Hello I am trying to login to a website via scrapy. I'm a bit confused because first if I search tokens there are two __RequestVerificationTokens on the login page. Second of all when I inspect the page to find a 302 redirect on successful login, I am unable to find one.
Currently, if I run my code regardless of I have username and password correct I am getting the same results.

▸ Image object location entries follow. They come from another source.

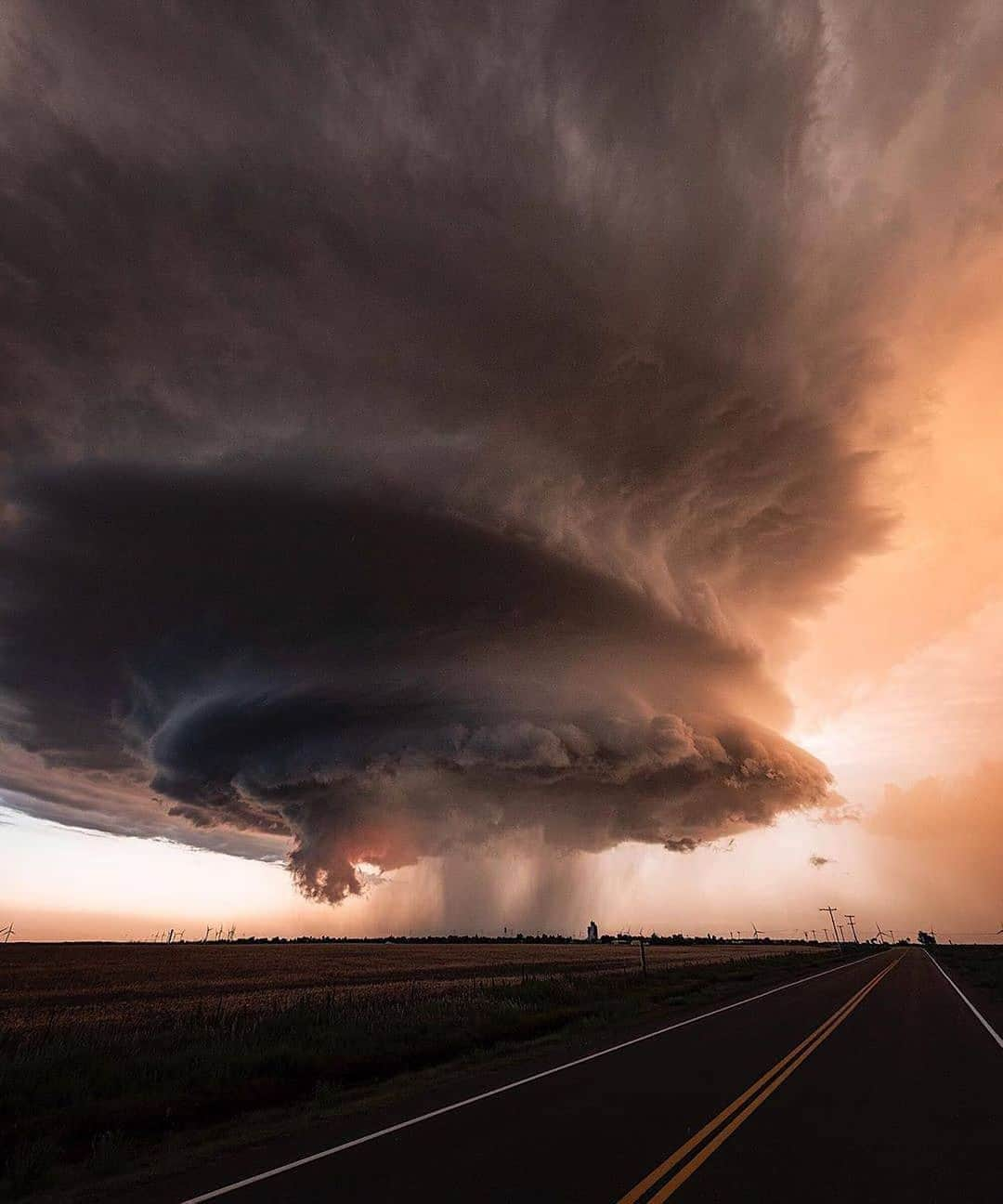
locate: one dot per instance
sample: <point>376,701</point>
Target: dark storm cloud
<point>377,683</point>
<point>424,422</point>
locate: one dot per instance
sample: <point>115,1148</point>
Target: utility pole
<point>832,922</point>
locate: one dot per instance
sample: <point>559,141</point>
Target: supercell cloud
<point>426,424</point>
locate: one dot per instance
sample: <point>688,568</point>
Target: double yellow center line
<point>720,1129</point>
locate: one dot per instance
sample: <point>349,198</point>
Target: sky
<point>495,466</point>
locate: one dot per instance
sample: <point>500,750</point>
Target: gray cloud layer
<point>425,422</point>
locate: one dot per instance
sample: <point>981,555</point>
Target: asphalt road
<point>872,1082</point>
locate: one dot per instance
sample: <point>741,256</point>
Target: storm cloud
<point>426,424</point>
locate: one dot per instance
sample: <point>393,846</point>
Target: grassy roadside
<point>85,1106</point>
<point>978,969</point>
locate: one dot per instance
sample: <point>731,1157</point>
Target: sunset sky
<point>502,465</point>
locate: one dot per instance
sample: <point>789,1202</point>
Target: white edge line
<point>969,1003</point>
<point>522,1082</point>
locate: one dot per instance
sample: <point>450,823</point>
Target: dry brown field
<point>72,985</point>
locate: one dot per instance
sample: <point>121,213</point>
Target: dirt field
<point>97,984</point>
<point>111,1054</point>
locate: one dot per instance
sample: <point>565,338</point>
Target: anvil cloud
<point>425,424</point>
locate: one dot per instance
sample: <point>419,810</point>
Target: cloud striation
<point>425,424</point>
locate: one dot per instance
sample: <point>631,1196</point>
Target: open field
<point>108,1050</point>
<point>66,987</point>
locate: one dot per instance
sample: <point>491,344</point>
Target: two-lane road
<point>868,1082</point>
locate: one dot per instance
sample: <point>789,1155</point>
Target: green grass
<point>93,1097</point>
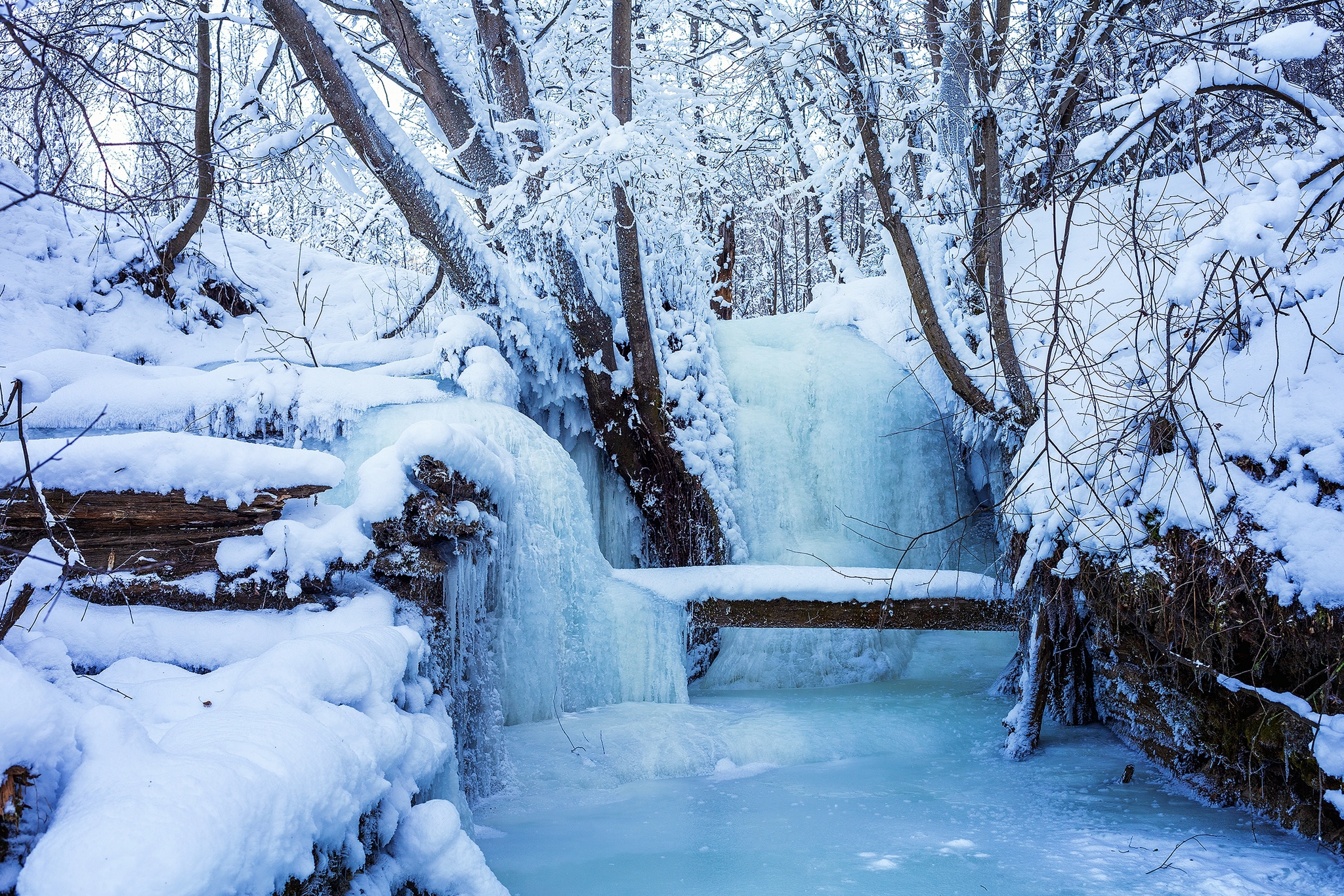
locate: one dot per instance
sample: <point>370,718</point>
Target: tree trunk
<point>925,310</point>
<point>175,243</point>
<point>988,226</point>
<point>722,300</point>
<point>683,524</point>
<point>383,148</point>
<point>805,156</point>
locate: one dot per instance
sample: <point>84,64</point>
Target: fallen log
<point>131,531</point>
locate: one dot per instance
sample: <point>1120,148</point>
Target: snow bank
<point>223,469</point>
<point>568,634</point>
<point>305,548</point>
<point>97,636</point>
<point>154,779</point>
<point>808,583</point>
<point>253,398</point>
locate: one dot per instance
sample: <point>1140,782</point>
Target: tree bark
<point>988,232</point>
<point>629,264</point>
<point>205,142</point>
<point>925,310</point>
<point>383,152</point>
<point>683,524</point>
<point>722,300</point>
<point>805,157</point>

If I pass a random string as the token then scrapy errors out and redirects to a page not found error.
What do I need to do to get authenticated and redirected to the main page as if I was logging in myself?
# -*- coding: utf-8 -*-
import scrapy
from scrapy.http import FormRequest
class LoginSpider(scrapy.Spider):
name = "login"
allowed_domains = ["albertacannabis.org"]
start_urls = ['https://albertacannabis.org/login/']

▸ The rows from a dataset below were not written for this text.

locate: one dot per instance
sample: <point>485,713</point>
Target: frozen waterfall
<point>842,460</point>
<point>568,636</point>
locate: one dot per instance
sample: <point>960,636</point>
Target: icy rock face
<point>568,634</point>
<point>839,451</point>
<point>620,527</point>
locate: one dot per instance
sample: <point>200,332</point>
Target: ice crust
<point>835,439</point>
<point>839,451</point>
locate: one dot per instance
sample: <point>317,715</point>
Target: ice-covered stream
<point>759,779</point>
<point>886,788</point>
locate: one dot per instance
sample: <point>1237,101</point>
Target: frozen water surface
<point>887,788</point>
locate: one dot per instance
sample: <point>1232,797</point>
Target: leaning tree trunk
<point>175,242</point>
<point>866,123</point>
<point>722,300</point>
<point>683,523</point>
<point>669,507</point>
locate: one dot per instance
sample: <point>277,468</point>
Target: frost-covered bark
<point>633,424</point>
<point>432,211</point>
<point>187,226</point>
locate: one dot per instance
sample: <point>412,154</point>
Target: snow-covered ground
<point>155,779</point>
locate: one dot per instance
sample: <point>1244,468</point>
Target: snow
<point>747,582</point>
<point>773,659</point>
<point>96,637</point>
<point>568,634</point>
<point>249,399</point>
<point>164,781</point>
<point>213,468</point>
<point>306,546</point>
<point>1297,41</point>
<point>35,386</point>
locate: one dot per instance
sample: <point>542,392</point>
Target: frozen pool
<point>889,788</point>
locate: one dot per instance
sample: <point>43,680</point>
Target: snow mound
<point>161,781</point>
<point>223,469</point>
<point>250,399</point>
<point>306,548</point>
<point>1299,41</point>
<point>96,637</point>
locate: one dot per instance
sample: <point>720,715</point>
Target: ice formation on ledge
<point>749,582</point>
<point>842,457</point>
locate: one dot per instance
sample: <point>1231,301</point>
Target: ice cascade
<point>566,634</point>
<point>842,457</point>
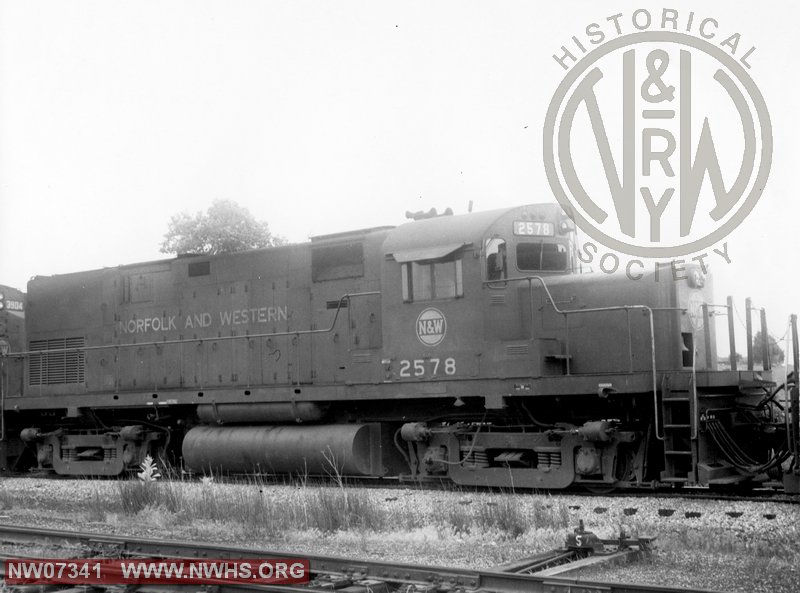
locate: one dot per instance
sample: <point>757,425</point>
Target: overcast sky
<point>321,117</point>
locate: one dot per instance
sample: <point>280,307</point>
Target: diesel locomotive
<point>468,348</point>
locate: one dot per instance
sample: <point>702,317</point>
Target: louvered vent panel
<point>58,363</point>
<point>516,349</point>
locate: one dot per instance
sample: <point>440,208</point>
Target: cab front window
<point>429,280</point>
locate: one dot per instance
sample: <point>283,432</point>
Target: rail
<point>383,575</point>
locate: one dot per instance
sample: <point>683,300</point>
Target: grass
<point>307,506</point>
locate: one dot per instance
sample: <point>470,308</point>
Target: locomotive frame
<point>468,348</point>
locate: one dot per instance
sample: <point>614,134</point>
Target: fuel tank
<point>268,413</point>
<point>346,449</point>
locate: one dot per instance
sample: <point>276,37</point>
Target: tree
<point>776,354</point>
<point>225,227</point>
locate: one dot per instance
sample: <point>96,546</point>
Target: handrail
<point>628,308</point>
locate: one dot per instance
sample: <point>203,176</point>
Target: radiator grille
<point>57,363</point>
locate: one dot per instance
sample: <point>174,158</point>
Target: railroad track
<point>534,575</point>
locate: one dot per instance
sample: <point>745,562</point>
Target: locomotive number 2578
<point>427,366</point>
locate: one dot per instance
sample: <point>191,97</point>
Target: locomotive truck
<point>466,348</point>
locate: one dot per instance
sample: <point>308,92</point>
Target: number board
<point>530,228</point>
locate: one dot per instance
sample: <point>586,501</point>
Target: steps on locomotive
<point>678,412</point>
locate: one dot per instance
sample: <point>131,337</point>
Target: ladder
<point>678,414</point>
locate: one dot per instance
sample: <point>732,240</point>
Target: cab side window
<point>430,280</point>
<point>496,259</point>
<point>541,256</point>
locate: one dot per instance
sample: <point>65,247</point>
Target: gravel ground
<point>723,546</point>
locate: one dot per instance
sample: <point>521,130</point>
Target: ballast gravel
<point>719,545</point>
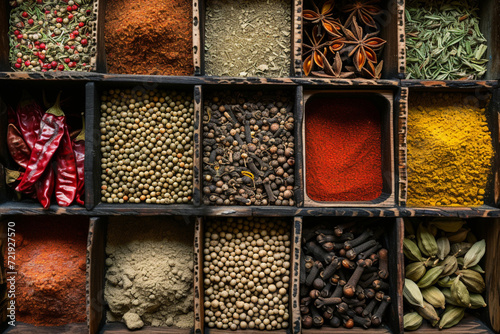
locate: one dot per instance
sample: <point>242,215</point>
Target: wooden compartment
<point>294,96</point>
<point>199,40</point>
<point>489,10</point>
<point>10,232</point>
<point>392,30</point>
<point>97,60</point>
<point>383,101</point>
<point>97,305</point>
<point>93,135</point>
<point>484,320</point>
<point>482,96</point>
<point>293,308</point>
<point>392,240</point>
<point>72,104</point>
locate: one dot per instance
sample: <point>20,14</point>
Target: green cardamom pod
<point>451,316</point>
<point>443,247</point>
<point>411,251</point>
<point>412,321</point>
<point>473,280</point>
<point>412,293</point>
<point>434,296</point>
<point>415,271</point>
<point>475,254</point>
<point>430,277</point>
<point>450,266</point>
<point>459,292</point>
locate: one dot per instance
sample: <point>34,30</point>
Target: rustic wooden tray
<point>486,222</point>
<point>384,102</point>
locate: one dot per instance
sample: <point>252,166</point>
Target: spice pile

def parse(self, response):
csrf_token = response.xpath('//*[#name="__RequestVerificationToken"]/#value').extract()[0]
yield FormRequest('https://albertacannabis.org/api/cxa/LoginExtended/LoginAglc/',
formdata={'__RequestVerificationToken' : csrf_token,
'UserName': 'test',
'Password' : 'test'},
callback=self.parse_after_login)
def parse_after_login(self, response):
if response.xpath('//a[text()="Log Out"]'):
print 'Success'
This is what I am getting from Scrapy
2018-11-07 14:23:55 [scrapy.utils.log] INFO: Scrapy 1.5.1 started (bot: canna_spider)

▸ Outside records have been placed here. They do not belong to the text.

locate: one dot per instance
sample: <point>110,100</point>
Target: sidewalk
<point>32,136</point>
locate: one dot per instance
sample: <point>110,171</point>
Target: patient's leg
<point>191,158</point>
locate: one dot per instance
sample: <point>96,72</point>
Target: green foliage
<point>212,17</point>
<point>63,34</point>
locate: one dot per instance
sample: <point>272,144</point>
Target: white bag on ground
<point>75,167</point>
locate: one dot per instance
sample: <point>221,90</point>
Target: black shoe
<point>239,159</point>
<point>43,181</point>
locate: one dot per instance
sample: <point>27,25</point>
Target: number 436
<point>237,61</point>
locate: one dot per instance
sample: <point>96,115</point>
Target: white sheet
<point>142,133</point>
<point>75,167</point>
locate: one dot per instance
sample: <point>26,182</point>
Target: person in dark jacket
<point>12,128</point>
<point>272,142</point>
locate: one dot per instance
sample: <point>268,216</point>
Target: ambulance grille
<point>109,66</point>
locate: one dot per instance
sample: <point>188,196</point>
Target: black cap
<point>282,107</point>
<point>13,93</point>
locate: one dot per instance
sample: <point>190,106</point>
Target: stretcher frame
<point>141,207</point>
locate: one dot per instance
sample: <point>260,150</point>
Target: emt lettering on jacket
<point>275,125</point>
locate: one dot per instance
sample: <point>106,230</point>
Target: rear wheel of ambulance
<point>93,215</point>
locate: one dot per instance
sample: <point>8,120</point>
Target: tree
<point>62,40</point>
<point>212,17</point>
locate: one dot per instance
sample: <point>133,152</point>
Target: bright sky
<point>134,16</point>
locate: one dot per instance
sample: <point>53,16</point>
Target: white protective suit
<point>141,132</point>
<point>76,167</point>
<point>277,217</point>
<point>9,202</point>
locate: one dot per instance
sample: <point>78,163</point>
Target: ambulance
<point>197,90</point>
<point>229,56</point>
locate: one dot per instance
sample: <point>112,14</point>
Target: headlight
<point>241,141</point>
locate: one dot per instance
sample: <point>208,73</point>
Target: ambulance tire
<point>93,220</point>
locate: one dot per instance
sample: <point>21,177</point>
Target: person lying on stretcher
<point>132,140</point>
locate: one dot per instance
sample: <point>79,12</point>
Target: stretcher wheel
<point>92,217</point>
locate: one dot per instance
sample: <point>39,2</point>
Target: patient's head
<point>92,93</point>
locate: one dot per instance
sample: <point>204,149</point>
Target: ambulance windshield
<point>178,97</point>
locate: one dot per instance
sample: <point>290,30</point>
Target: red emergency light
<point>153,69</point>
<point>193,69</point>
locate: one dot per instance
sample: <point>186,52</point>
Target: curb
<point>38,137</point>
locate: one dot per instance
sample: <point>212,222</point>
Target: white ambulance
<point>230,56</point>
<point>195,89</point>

2018-11-07 14:23:55 [scrapy.utils.log] INFO: Versions: lxml 4.2.5.0, libxml2 2.9.8, cssselect 1.0.3, parsel 1.5.1, w3lib 1.19.0, Twisted 18.7.0, Python 2.7.15 |Anaconda, Inc.| (default, May 1 2018, 18:37:09) [MSC v.1500 64 bit (AMD64)], pyOpenSSL 18.0.0 (OpenSSL 1.0.2p 14 Aug 2018), cryptography 2.3.1, Platform Windows-10-10.0.17134
2018-11-07 14:23:55 [scrapy.crawler] INFO: Overridden settings: {'NEWSPIDER_MODULE': 'canna_spider.spiders', 'SPIDER_MODULES': ['canna_spider.spiders'], 'BOT_NAME': 'canna_spider'}
2018-11-07 14:23:55 [scrapy.middleware] INFO: Enabled extensions:
['scrapy.extensions.logstats.LogStats',
'scrapy.extensions.telnet.TelnetConsole',
'scrapy.extensions.corestats.CoreStats']
2018-11-07 14:23:55 [scrapy.middleware] INFO: Enabled downloader middlewares:
['scrapy.downloadermiddlewares.httpauth.HttpAuthMiddleware',
'scrapy.downloadermiddlewares.downloadtimeout.DownloadTimeoutMiddleware',
'scrapy.downloadermiddlewares.defaultheaders.DefaultHeadersMiddleware',
'scrapy.downloadermiddlewares.useragent.UserAgentMiddleware',
'scrapy.downloadermiddlewares.retry.RetryMiddleware',
'scrapy.downloadermiddlewares.redirect.MetaRefreshMiddleware',
'scrapy.downloadermiddlewares.httpcompression.HttpCompressionMiddleware',
'scrapy.downloadermiddlewares.redirect.RedirectMiddleware',
'scrapy.downloadermiddlewares.cookies.CookiesMiddleware',
'scrapy.downloadermiddlewares.httpproxy.HttpProxyMiddleware',
'scrapy.downloadermiddlewares.stats.DownloaderStats']
2018-11-07 14:23:55 [scrapy.middleware] INFO: Enabled spider middlewares:
['scrapy.spidermiddlewares.httperror.HttpErrorMiddleware',
'scrapy.spidermiddlewares.offsite.OffsiteMiddleware',
'scrapy.spidermiddlewares.referer.RefererMiddleware',
'scrapy.spidermiddlewares.urllength.UrlLengthMiddleware',
'scrapy.spidermiddlewares.depth.DepthMiddleware']
2018-11-07 14:23:55 [scrapy.middleware] INFO: Enabled item pipelines:
[]
2018-11-07 14:23:55 [scrapy.core.engine] INFO: Spider opened
2018-11-07 14:23:55 [scrapy.extensions.logstats] INFO: Crawled 0 pages (at 0 pages/min), scraped 0 items (at 0 items/min)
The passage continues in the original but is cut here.